When dealing with batch downloads from a URL list file, many developers encounter these common requirements:
- Processing URLs sequentially (one-at-a-time)
- Preventing parallel downloads that might overload servers
- Maintaining simple bash-based solutions without complex dependencies
Here's the most straightforward approach using a while loop in bash:
while read -r url; do
curl -O "$url"
done < urls.txt
Key components:
-O
flag saves files with remote names-r
prevents backslash interpretation- Process substitution handles the file input
For production environments, consider adding these improvements:
while read -r url; do
if ! curl -fL --connect-timeout 30 --retry 3 -O "$url"; then
echo "Failed to download: $url" >> download_errors.log
fi
sleep 1 # Optional delay between requests
done < urls.txt
New flags explained:
-f
: Fails silently on server errors-L
: Follows redirects--connect-timeout
: Sets timeout threshold--retry
: Attempts retries on failures
For those preferring xargs syntax:
cat urls.txt | xargs -n 1 -P 1 curl -O
Where:
-n 1
passes one URL at a time-P 1
ensures single-process execution
To create a clean download log:
while read -r url; do
filename=$(basename "$url")
echo "Downloading $filename..."
curl -s -O "$url" && echo "$url -> $filename" >> download_success.log
done < urls.txt
For large files that might interrupt:
while read -r url; do
curl -C - -O "$url"
done < urls.txt
The -C -
flag tells curl to automatically resume interrupted downloads.

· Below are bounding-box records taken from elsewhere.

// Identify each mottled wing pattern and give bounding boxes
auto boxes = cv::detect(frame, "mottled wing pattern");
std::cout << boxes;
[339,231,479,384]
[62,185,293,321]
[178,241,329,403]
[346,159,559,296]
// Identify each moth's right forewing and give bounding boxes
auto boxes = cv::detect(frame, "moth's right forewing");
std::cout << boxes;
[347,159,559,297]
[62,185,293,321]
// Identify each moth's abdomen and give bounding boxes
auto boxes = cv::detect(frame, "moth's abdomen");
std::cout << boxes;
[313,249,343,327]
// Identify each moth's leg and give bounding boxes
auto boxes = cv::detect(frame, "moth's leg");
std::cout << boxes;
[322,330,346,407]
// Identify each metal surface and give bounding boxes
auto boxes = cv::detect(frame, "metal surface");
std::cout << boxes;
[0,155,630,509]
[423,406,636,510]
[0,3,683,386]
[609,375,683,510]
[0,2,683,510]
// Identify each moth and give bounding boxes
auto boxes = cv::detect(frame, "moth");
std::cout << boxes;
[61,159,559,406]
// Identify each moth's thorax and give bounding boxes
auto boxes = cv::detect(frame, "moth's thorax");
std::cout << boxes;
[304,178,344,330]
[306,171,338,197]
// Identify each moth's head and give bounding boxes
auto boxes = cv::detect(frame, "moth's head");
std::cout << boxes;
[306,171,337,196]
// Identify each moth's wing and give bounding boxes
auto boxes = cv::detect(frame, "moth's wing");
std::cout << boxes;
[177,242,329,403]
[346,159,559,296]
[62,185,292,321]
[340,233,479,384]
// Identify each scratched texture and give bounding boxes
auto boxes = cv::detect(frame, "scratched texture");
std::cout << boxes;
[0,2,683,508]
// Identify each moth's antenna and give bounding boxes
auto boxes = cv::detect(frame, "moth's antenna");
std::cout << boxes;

When automating downloads from a list of URLs, we often face two critical requirements:
- Processing URLs sequentially (one after another)
- Ensuring each download completes before starting the next
This becomes particularly important when dealing with rate-limited APIs, fragile servers, or when maintaining download order is crucial.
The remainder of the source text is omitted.